Hmmm. Well, I guessed correctly about Dekker, and would not have had to asked my earlier question if I had bothered to watch the whole thing before asking my earlier question. He was indeed Dijkstra’s colleague, another one of those early titans of computing science…
Sorry I’m so late to the party! Just discovered your marvelous AVX512 introduction. Is TJ Dekker the same Dekker who derived the correct mutual exclusion algorithm at the Dutch Mathematical Center in the 1950’s, when EW Dijkstra was building the THE operating system?
I tried this example of SOA when loading 50 large textures, on my game written in C.The rest of the variables were primitives, and were initialized first. It was so fast! But I found that the loading speed was increased dramatically if I loaded the textures first. I’m talking about 5 seconds to load, to under 1 sec. I learned that positioning of variable initialization is important too 😂 It also makes the code so much easier to read.❤
I’m an undergraduate in CpE and I was working on an autonomous robot, and I had this really over engineered way to do course correction. I watched this video, and just today I was looking over my system and noticed that the techniques in your video were perfect for this application. I reduced it from a 50 line solution of ugly nested if else’s about 4 deep at max, to 2 lines. Thank you!

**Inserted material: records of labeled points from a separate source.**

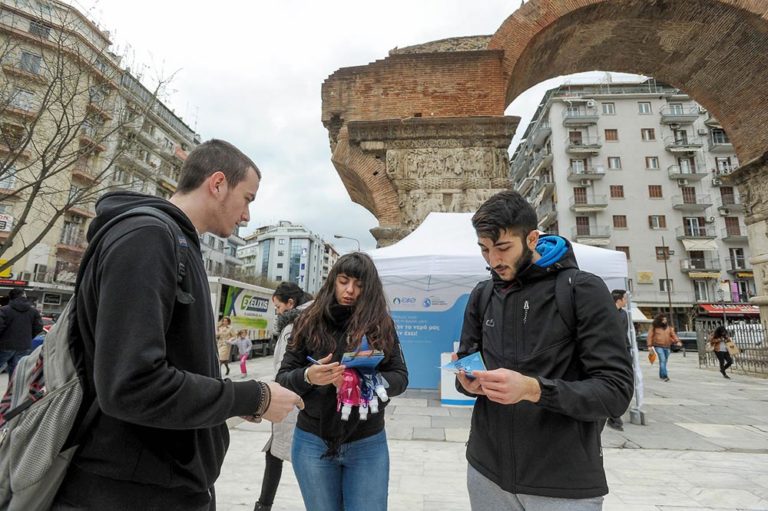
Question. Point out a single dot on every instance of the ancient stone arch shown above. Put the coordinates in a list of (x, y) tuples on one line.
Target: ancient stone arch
[(424, 128)]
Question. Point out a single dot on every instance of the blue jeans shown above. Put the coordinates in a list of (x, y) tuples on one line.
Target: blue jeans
[(663, 354), (356, 480)]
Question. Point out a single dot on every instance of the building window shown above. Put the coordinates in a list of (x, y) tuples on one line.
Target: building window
[(657, 221)]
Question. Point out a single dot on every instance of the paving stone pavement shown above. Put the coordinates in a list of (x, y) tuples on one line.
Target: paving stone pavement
[(704, 446)]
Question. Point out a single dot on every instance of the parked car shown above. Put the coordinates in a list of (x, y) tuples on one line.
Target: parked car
[(688, 339)]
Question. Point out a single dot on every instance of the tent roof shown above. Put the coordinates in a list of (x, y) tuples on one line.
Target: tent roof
[(446, 244)]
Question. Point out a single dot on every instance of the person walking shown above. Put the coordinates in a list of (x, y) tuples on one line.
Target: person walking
[(342, 464), (661, 337), (719, 342), (289, 300), (19, 324), (620, 300), (224, 334), (549, 386), (148, 348)]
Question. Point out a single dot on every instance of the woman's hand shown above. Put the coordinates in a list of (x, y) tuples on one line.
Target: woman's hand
[(326, 372)]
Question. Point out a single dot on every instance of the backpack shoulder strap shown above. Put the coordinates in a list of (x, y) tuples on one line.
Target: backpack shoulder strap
[(564, 297)]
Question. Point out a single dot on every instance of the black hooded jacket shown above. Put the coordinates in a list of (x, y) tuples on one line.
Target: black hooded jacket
[(19, 323), (550, 448), (150, 360)]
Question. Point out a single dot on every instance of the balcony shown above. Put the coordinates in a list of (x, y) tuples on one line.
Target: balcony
[(591, 235), (578, 174), (688, 172), (734, 235), (706, 232), (586, 145), (730, 204), (580, 117), (682, 145), (694, 203), (678, 115), (720, 145), (706, 264), (586, 204), (540, 134)]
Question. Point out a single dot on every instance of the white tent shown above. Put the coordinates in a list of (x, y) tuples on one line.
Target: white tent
[(428, 275)]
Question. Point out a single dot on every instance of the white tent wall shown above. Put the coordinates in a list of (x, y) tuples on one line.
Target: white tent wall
[(429, 274)]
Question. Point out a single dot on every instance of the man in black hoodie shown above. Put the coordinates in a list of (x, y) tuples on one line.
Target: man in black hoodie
[(547, 391), (150, 360), (19, 323)]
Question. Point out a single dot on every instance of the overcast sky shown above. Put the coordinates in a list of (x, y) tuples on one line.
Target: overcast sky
[(250, 73)]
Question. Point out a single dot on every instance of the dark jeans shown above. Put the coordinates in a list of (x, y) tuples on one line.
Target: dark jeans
[(82, 490), (725, 360)]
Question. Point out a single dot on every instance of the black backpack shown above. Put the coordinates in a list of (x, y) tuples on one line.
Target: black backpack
[(45, 413)]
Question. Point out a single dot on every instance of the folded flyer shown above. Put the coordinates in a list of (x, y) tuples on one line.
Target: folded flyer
[(473, 362)]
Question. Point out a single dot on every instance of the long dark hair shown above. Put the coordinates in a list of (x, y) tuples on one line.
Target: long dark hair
[(291, 291), (370, 315), (657, 321)]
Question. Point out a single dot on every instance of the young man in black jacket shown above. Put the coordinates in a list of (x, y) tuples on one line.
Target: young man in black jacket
[(149, 356), (547, 391)]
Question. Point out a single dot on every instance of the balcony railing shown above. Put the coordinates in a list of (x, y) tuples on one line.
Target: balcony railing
[(685, 144), (579, 173), (733, 234), (694, 203), (701, 232), (678, 115), (592, 203), (700, 264), (690, 172), (589, 145)]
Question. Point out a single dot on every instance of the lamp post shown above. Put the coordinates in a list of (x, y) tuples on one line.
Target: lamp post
[(339, 236), (721, 299)]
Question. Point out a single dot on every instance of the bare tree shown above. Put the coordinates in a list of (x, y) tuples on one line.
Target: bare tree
[(66, 118)]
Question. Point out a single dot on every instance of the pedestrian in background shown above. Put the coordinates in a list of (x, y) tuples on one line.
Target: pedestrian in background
[(342, 465), (19, 324), (661, 337), (719, 341), (289, 300), (224, 334)]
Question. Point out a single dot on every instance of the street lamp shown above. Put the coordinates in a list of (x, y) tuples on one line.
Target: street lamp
[(339, 236), (721, 299)]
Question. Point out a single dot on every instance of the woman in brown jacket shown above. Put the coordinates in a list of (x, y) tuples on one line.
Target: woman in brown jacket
[(660, 338)]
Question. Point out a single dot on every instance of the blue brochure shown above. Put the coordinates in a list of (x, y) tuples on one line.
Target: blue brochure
[(473, 362)]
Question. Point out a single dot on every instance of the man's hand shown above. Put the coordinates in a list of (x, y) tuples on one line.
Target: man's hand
[(326, 372), (282, 402), (507, 387)]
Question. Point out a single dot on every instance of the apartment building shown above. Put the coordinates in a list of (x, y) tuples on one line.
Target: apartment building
[(637, 167), (288, 252), (106, 130)]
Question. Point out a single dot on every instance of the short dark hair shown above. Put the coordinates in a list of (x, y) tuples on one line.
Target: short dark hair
[(212, 156), (618, 294), (505, 211)]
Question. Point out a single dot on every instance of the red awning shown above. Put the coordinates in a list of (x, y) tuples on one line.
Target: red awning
[(716, 309)]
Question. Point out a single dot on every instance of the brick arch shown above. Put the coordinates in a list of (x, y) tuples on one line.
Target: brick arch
[(716, 51)]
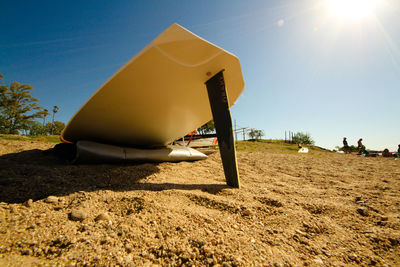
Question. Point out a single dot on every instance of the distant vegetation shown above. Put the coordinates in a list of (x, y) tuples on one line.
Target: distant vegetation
[(303, 138), (20, 112)]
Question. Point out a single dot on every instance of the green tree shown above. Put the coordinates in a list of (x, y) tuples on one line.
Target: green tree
[(256, 134), (55, 110), (209, 127), (35, 128), (44, 113), (55, 128), (303, 138), (17, 107)]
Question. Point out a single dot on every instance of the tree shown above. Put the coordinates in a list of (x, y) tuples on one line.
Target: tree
[(55, 110), (17, 107), (303, 138), (57, 127), (209, 127), (35, 128), (256, 134), (44, 114)]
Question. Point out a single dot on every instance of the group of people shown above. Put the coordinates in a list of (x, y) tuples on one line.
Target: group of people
[(360, 147)]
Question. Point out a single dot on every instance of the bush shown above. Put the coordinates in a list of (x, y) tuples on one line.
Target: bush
[(303, 138)]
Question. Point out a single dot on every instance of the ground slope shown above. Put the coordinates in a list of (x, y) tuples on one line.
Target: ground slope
[(292, 209)]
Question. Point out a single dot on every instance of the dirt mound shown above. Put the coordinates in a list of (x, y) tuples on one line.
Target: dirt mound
[(292, 209)]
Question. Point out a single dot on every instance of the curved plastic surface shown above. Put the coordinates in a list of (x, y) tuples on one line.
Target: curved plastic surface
[(159, 95)]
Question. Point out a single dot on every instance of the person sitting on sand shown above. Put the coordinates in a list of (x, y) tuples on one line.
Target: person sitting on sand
[(360, 145), (346, 147)]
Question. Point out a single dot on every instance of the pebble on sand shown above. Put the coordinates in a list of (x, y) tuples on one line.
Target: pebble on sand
[(51, 199), (102, 217), (362, 211), (29, 203), (77, 215)]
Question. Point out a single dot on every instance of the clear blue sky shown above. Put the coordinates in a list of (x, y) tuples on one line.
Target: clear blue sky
[(308, 66)]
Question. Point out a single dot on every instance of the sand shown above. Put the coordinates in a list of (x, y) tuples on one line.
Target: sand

The best way I know to do the branchless translation from lower case to uppercase is to use a 256 bytes translation table where every byte contains its offset from begining except those from offset 'a' to 'z' containing 'A' to 'Z', so the loop's body reduces to : d[i] = tbl[d[i]; Another thing when you try to minimise branches is to remember the "hack interval" : as long as a and b are known to be non negative integers, the condition a <= x && x <= b is equivalent to (unsigned)(x-a) <= (unsigned)(b-a). In the general case this will replace 2 branches by one, when used in a loop, in most of the cases a and b don't change in the loop, so the compiler moves the calculation of (b-a) outside of the loop, here we have constants, so (b-a) is computed at compile time. Here, if we want to avoid the translation table, the body of the loop can reduce to : d[i] -= ((unsigned)(d[i] - 'a') <= (unsigned)('z' - 'a')) <<5; It should be easily vectorisable.
I've actually never thought about branchless programming in the context of making a program faster. I only thought of it in the context of cryptographic systems where you want to ensure every execution has the same speed and heat profile or cryptographic systems which just don't allow for branching
Your accent can be mistaken (by some American like myself) for Australian, and with those trees in the background, I just imagine what you're saying to be like "And we can see these Koala bears teaching their young some integer division using coconuts. Yep, and whenever a coconut rolls off of the tree branch, it sets the carry flag to one Or perhaps it IS Australian. I was like, he sounds British, in his earlier videos, but now I definitely hear something my brain identifies as Australian or similar.